Warmte neemt in Nederland ongeveer 40% van het energiegebruik voor zijn rekening. Naast warmte is ook koude nodig. De huidige warmtelevering is voor meer dan 95% gebaseerd op het verstoken van aardgas. Koude gaat vaak elektrisch (airconditioning).
Naast besparing zijn de belangrijkste maatregelen voor Zuid-Holland om de transitie van het gebruik van aardgas naar duurzame warmte en restwarmte tot stand te laten komen; de winning van aardwarmte, de benutting van industriële rest- en afvalwarmte en warmtekoudeopslag (WKO) in de bodem.

Biomassa

Biomassa wordt ingezet voor opwekking van energie door onder andere:

  • bijstook van biomassa in kolencentrales;
  • volledig op biomassa gestookte centrales of boilers;
  • vergisting tot biogas.

Het verstoken van Biomassa staat ter discussie. Beter zou zijn om het gebruik van biomassa vanuit de grondstoffentransitie te bezien en de inzet te cascaderen. Dat betekent dat eerst nuttige grondstoffen met een veel hogere economische waarde er uit te halen (bijvoorbeeld via een fermentatieproces) en dan pas het deel dat niet als grondstof is in te zetten te verbranden.

Biobrandstoffen

Biobrandstoffen betreffen de (gedeeltelijke) vervangers van de motorbrandstoffen (bijmengverplichting). Ook het gebruik van biogas voor wegverkeer valt in deze categorie.
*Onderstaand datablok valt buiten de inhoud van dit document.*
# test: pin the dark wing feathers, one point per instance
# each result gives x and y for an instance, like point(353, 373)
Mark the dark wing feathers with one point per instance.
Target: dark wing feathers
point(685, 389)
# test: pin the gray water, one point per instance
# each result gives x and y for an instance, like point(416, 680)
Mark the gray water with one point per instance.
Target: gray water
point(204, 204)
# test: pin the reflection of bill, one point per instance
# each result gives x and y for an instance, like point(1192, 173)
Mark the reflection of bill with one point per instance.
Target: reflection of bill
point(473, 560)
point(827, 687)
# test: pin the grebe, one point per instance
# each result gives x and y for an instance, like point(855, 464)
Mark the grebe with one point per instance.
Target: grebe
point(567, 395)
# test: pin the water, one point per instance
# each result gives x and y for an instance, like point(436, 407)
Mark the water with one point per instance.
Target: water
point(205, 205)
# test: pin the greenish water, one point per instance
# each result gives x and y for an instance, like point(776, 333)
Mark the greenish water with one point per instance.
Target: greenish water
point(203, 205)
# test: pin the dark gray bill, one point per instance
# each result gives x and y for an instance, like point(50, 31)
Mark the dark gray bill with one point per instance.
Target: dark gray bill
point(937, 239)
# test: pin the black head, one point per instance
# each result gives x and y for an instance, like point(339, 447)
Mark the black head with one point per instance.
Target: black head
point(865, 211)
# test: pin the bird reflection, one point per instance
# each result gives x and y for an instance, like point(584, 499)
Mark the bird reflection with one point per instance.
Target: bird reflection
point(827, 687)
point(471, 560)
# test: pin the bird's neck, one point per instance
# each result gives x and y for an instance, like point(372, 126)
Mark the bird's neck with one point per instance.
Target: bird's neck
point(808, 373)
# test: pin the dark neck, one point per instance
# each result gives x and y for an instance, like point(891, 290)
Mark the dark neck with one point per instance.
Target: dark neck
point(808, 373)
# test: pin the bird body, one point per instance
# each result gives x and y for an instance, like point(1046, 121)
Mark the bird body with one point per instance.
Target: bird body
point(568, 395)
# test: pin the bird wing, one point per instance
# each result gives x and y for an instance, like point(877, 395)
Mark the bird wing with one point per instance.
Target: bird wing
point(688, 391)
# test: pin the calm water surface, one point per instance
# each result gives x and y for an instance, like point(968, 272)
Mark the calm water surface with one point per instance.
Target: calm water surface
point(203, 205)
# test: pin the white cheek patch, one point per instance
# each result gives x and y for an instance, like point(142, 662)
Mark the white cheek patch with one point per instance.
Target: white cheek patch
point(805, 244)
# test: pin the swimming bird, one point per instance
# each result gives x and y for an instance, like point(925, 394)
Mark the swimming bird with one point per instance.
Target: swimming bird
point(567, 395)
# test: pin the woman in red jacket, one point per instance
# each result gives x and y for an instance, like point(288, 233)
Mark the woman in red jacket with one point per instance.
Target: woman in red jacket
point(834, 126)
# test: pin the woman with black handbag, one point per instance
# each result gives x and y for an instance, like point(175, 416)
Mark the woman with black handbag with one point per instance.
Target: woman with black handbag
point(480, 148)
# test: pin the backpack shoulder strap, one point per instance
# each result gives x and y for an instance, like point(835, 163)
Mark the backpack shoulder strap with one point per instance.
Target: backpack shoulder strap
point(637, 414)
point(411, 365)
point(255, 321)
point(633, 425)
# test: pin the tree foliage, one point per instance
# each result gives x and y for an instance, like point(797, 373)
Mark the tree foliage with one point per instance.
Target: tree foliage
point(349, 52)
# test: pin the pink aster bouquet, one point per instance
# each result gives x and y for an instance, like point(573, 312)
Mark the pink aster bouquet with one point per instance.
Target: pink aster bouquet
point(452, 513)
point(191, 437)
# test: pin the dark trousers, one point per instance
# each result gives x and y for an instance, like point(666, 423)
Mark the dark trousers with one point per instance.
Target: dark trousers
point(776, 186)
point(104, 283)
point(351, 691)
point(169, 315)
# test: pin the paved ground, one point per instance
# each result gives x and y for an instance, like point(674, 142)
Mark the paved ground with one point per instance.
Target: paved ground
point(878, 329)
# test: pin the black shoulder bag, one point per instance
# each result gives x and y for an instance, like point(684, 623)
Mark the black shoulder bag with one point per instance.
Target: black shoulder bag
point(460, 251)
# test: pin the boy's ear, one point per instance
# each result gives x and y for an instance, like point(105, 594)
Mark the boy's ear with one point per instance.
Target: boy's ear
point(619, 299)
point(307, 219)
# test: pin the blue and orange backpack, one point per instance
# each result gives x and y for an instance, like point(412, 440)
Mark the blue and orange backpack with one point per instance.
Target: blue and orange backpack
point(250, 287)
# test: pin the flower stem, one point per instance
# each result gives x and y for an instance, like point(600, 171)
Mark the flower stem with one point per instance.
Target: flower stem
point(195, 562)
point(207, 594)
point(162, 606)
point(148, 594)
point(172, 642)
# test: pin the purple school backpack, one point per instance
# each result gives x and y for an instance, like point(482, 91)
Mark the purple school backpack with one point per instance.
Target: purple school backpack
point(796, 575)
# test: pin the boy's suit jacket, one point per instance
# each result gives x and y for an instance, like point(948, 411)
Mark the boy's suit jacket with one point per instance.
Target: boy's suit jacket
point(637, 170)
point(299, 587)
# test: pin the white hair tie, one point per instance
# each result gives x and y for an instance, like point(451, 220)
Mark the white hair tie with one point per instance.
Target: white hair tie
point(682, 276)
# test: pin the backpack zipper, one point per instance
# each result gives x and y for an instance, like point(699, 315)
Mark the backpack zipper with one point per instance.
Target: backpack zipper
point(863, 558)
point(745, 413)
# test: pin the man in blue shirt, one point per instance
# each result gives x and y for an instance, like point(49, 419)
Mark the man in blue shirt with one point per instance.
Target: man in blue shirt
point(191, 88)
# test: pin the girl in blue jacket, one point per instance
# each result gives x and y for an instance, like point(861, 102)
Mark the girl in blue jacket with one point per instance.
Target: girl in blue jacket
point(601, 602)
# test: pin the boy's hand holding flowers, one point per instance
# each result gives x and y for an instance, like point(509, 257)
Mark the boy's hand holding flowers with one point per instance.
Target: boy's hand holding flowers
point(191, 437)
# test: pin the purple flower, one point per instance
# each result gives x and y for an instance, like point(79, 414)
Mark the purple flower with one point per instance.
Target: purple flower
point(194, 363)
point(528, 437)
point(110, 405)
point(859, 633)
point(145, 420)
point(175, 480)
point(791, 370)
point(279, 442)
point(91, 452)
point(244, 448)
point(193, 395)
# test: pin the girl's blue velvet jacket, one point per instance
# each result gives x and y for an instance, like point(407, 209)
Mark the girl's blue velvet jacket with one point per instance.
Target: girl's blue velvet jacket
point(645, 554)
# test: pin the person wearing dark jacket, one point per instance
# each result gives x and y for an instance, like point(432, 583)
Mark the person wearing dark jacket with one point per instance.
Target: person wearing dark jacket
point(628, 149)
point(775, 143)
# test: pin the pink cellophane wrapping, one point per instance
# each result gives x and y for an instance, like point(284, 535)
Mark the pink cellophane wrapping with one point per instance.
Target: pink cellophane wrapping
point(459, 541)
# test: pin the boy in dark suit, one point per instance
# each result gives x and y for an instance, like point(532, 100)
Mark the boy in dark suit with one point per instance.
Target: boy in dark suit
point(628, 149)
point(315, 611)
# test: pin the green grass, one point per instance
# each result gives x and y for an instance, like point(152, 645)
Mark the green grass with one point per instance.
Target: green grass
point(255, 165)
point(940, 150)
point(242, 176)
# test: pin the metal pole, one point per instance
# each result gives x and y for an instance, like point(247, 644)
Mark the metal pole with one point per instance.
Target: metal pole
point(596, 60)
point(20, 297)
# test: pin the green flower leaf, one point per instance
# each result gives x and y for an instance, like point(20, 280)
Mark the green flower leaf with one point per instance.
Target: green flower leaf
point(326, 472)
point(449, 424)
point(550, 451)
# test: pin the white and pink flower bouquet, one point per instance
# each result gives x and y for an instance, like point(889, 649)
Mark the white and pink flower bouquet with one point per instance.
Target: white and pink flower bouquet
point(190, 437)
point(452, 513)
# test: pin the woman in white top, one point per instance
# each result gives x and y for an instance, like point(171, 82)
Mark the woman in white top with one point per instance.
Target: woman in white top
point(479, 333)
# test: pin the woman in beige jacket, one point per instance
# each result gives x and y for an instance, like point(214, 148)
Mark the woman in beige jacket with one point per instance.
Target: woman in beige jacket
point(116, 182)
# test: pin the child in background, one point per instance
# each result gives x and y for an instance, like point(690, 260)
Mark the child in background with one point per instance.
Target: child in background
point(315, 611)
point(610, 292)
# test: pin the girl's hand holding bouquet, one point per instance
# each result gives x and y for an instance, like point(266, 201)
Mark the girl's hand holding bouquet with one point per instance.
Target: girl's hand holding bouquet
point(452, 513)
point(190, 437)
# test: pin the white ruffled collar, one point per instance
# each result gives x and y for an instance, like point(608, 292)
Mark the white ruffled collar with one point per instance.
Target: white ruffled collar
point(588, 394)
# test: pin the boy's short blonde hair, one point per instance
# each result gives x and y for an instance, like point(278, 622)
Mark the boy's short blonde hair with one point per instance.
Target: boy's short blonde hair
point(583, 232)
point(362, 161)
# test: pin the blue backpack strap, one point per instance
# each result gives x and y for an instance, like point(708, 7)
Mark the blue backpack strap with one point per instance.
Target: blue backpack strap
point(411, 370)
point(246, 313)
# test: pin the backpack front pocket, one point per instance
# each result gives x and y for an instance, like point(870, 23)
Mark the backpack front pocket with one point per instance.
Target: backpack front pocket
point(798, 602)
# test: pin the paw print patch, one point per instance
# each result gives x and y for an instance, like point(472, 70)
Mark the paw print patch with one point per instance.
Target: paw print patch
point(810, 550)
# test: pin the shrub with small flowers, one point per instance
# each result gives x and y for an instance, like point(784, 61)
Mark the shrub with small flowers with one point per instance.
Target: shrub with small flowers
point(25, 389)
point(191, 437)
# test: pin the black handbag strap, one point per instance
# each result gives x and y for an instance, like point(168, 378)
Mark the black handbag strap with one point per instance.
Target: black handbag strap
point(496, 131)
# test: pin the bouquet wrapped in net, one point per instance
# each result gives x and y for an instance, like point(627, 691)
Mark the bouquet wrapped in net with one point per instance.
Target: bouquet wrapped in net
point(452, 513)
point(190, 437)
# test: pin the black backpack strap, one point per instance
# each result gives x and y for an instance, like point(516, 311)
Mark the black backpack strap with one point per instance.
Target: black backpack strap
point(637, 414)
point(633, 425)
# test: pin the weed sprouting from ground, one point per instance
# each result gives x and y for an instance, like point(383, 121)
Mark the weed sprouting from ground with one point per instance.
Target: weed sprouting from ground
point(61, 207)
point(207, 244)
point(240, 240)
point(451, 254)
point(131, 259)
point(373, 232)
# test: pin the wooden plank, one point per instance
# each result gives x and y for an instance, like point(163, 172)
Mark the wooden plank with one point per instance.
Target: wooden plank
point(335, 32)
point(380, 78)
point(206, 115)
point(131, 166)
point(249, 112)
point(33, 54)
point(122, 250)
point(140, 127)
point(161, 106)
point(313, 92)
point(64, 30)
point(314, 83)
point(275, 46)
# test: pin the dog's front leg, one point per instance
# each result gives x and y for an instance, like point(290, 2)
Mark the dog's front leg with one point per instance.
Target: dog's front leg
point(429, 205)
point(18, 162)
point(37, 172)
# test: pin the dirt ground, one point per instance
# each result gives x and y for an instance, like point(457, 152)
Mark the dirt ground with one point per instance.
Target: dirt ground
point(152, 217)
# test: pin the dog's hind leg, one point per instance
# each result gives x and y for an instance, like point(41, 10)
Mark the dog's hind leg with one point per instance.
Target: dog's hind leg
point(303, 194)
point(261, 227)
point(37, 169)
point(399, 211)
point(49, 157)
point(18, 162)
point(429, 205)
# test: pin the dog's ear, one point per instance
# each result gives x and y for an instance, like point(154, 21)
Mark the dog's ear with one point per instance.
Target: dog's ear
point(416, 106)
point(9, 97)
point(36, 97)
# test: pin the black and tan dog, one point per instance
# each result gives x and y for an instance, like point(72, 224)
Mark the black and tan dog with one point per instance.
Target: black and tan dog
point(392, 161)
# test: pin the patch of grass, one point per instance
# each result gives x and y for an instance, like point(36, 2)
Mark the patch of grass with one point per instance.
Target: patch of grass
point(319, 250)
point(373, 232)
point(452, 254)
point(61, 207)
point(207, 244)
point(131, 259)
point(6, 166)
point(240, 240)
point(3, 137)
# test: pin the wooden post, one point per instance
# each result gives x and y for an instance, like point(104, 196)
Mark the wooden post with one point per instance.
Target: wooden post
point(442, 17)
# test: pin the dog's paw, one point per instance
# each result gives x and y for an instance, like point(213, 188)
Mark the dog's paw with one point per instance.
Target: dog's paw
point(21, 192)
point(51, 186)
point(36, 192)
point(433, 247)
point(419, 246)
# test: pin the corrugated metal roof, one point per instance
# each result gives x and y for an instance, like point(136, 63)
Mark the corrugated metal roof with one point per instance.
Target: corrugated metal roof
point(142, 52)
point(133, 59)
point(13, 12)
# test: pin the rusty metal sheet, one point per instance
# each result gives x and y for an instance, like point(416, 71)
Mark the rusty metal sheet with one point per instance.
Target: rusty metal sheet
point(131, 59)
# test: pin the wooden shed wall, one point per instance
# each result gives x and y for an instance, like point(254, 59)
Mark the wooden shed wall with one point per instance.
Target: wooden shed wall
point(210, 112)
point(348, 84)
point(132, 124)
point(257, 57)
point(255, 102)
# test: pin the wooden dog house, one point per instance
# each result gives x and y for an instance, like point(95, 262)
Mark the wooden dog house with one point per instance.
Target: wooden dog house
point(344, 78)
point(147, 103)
Er wordt 2,1 PJ aan biobrandstoffen bijmenging toegerekend aan Zuid -Holland. Voor de berekening van de effecten van het gebruik van biobrandstoffen wordt uitgegaan van het percentage landelijk verplichte bijmenging.

Zon

Bij zonne-energie kan onderscheid gemaakt worden in:

  • PhotoVoltaïsche (PV) systemen, waarbij zonlicht direct in elektriciteit wordt omgezet, en
  • Thermische systemen, waarbij de warmte van de zon benut wordt (bijv. zonneboilers).

Alle regio’s dragen bij aan de opwekking van duurzame energie. Hieronder is te zien in welke mate.
Voor energie uit zon PV systemen is er ook een duidelijke groei zichtbaar: van 0,33 PJ in 2010 naar 1,5 PJ in 2018. Vooral de laatste 3 jaren is die groei sterk.